Felix Draeseke und die "Symphonia tragica"

Noch so eine Ausgrabung, wird sich mancher denken. Wer ist denn Felix Draeseke? Für Kenner ein Begriff, wenn auch überwiegend aus dem Musikgeschichts-Schrifttum bekannt. So bei HansJoachim Moser, der in seiner populären "Musikgeschichte in 100 Lebensbildern noch 1958 dem "Recken" ein ganzes Kapitel zuerkennt: "Dieser große Könner und menschlich gediegene Künstler ist an praktischer Auswirkung leider für die große Öffentlichkeit nur ein 'Nebenmeister' geblieben trotz des Wertes seiner Symphonia tragica und dem Riesenwurf seines 'Christus'-Oratotiums." Über die Tragica schreibt Moser: "Die Sinfonie ist zweifellos die bedeutendste ihrer Zeit nach Brahms, Bruckner und Tschaikowskij, und das ebenso durch Zusammenraffung der Form wie an Ausdrucksgeladenheit.
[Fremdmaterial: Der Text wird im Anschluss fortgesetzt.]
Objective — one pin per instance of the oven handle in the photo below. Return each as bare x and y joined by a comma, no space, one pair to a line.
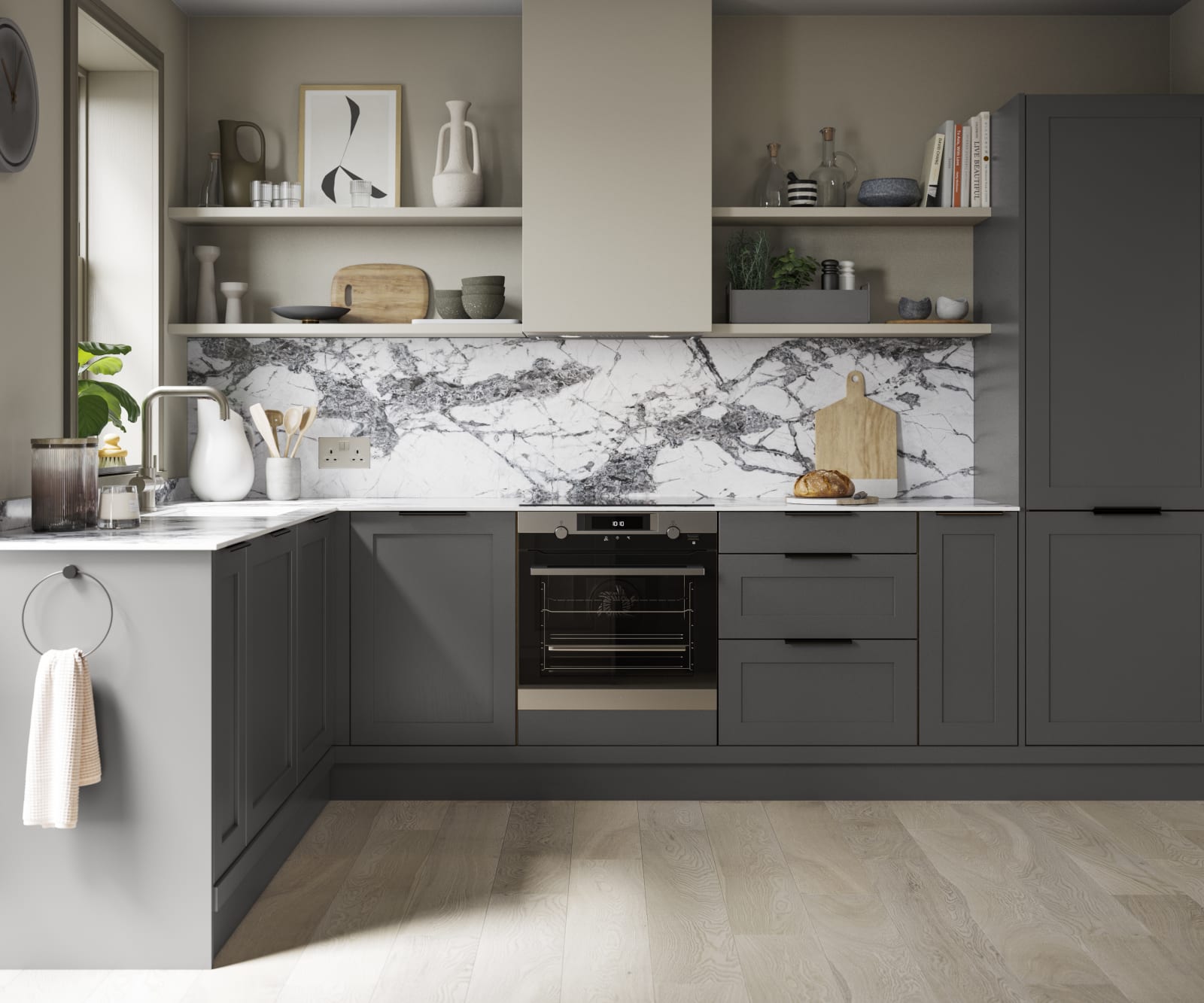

Bülow, Nikisch, Göhler und Pfitzner haben dem Werk begeisterte Zuhörer erstritten." Über die Oratorien-Tetralogie "Christus" (1895-99) schließlich befindet er: "Großartig gekonnte Chorszenen und eindrückliche Soloauftritte wechseln übersichtlich, Leitmotive erklären sich gegenseitig, ohne die Händel-Anteile mit Musik im Sinne Wagners zu überdecken. Man könnte ebenso von einer organischen Bach-Bruckner-Synthese sprechen. Als Gesamtleistung war dies Werk, gerade im Zeitalter von Nietzsches Antichrist-Pochen, eine religiöse Tat und bildete hierzu ein geistesgeschichtliches Gegengewicht."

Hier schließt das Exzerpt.